Um ‘basta’ às montanhas de lixo
O grau de civilização de uma sociedade pode ser avaliado de várias formas. Uma delas é a sua capacidade de administrar racionalmente a produção de seus descartes. Ou seja: consumir demais, desperdiçar demais e descartar inadequadamente, é sintoma de um estágio pouco elevado de educação.
Sob vertente tal, o Brasil sequer engatinha se comparado a nações mais desenvolvidas. O município da capital paulista é um exemplo de como temos de melhorar. Há um longo percurso a enfrentar, até que atinjamos um grau civilizatório compatível com os nossos anseios de obter o verdadeiro desenvolvimento sustentável.
A população da maior cidade do Brasil produz mais de quinze mil toneladas de resíduos sólidos por dia. Essa quantidade enorme de desperdício é mal descartada. Embora a coleta seletiva atenda a todas as ruas paulistanas, não se faz o descarte correto. Bastaria uma destinação de duas frações: aquilo que é orgânico, ou que apodrece, e aquilo que poderia ser reciclado. Aliás, existe lei de logística reversa e de economia circular. Em países com cidadãos mais conscientes, não seria necessário invocar a força da lei para que todos destinassem adequadamente os seus detritos.
Aqui em São Paulo, o percentual de reciclagem é mínimo. Mais de noventa por cento dos resíduos se arremessa aos chamados “aterros sanitários”, que são montanhas compostas de muitas camadas de lixo. A produzir chorume, a atrair toda espécie de desconforto. Mas, principalmente, a ocupar áreas situadas em terrenos de proteção permanente ou ambiental, que deveriam ser ocupadas por parques, jardins, florestas, lagos, glebas de preservação permanente.
Essas montanhas de lixo não podem continuar a crescer indefinidamente. Outros países têm soluções inteligentes para os seus resíduos sólidos. Em recente viagem oficial à China, o Secretário do Verde e Meio Ambiente, Rodrigo Ashiuchi e eu visitamos várias Unidades de Recuperação Energética-UREs. São instalações moderníssimas, com design esteticamente impecável, providas de bibliotecas, brinquedotecas, restaurantes, inclusive com inspiração em pinturas de Monet. O artista Claude Monet, o maior impressionista francês (1840-1926), pintou muitos quadros com flores: lírios, íris, plantas aquáticas e é considerado mestre no ambientalismo. Tanto que o MASP realizou, recentemente uma exposição chamada “A ecologia de Monet”.
Essa pintura poética inspirou os empreendedores da URE que lembra mais um atelier de artista clássico do que uma usina de incineração de lixo. Ali não se sente qualquer odor, não se nota qualquer alteração de temperatura, nada que lembre combustão. A emissão de gases poluentes é nenhuma. E todo o lixo da China se transforma em energia. O último resíduo sem proveito se transforma em tijolo ecológico.
O Brasil possui legislação que permite a utilização dessa tecnologia. De acordo com o especialista Edsom Ortega, Secretário Executivo de Projetos Estratégicos da Prefeitura, a normativa paulista seguiu a vigente na Baviera e é muito restritiva. Tudo justifica se delibere a implementação de tal sistema na maior cidade brasileira, diante do cataclismo que hoje impera na questão da produção de lixo.

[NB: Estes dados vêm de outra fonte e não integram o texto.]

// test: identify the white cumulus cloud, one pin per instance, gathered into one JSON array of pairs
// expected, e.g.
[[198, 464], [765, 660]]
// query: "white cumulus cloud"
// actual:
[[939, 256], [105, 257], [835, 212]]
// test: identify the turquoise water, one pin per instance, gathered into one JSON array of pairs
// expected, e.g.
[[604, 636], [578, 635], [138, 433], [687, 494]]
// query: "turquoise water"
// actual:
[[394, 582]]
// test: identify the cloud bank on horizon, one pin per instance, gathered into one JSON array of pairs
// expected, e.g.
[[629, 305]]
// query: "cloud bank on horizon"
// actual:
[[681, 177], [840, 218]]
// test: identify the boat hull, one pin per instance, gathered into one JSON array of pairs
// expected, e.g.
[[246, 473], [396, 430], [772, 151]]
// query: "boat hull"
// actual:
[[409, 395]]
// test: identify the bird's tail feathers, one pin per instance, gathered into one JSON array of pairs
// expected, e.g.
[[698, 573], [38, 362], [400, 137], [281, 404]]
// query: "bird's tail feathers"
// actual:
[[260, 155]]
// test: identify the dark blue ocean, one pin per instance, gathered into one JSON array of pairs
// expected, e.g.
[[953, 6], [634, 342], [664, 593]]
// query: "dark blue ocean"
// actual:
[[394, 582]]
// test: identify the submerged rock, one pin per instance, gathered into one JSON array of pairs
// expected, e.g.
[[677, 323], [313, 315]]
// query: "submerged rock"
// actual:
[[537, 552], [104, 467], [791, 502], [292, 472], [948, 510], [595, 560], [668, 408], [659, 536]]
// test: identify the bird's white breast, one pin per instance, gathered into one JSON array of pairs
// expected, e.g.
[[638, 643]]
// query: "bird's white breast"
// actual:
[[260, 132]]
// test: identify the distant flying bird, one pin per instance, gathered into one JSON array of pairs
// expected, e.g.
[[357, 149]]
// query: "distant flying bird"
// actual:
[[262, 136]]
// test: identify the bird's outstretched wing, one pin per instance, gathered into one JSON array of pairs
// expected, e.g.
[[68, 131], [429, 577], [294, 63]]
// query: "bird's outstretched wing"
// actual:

Impressionante que a China já tenha esgotado o seu estoque de resíduos. Todas as cidades que visitamos, maiores do que a capital paulista, como Pequim, Shangai e Shenzhen, dentre outras, oferecem aos visitantes a extraordinária situação de um local de “lixo zero”. Não há um papel nas ruas, nem garrafas pet, nem bitucas de cigarro. Cidades limpas, floridas, com muita água e muito verde. Se eles conseguiram, por que não nós?
Todos os beirais das avenidas e dos viadutos são providos de primavera, a nossa buganvília, floridas e bem cuidadas. É urgente que São Paulo adote essa alternativa à crescente produção de lixo. A China já não possui estoque de resíduos. Agora está a escavar antigos aterros sanitários para continuar a produzir energia.
É impressionante o que a ciência consegue realizar. Aquilo que é fruto de um excessivo consumismo, de um desperdício inconsequente e de um descarte errático, se converte em energia. E a China já é líder mundial nessa área. A URE de Shenzhen processa três mil toneladas de lixo por dia, gerando eletricidade para abastecer anualmente até cem mil residências.
Os verdadeiros amigos da natureza têm de se convencer de que amontoar infinitas camadas de lixo em aterros sanitários não condiz com a qualidade de vida necessária a uma população já flagelada pelos três vilões das emissões dos gases de efeito estufa: o transporte, a energia estacionária e os resíduos sólidos. Um “basta” às montanhas de lixo será um atestado de maturidade ecológica e um incrível ganho de saúde para milhões de paulistanos.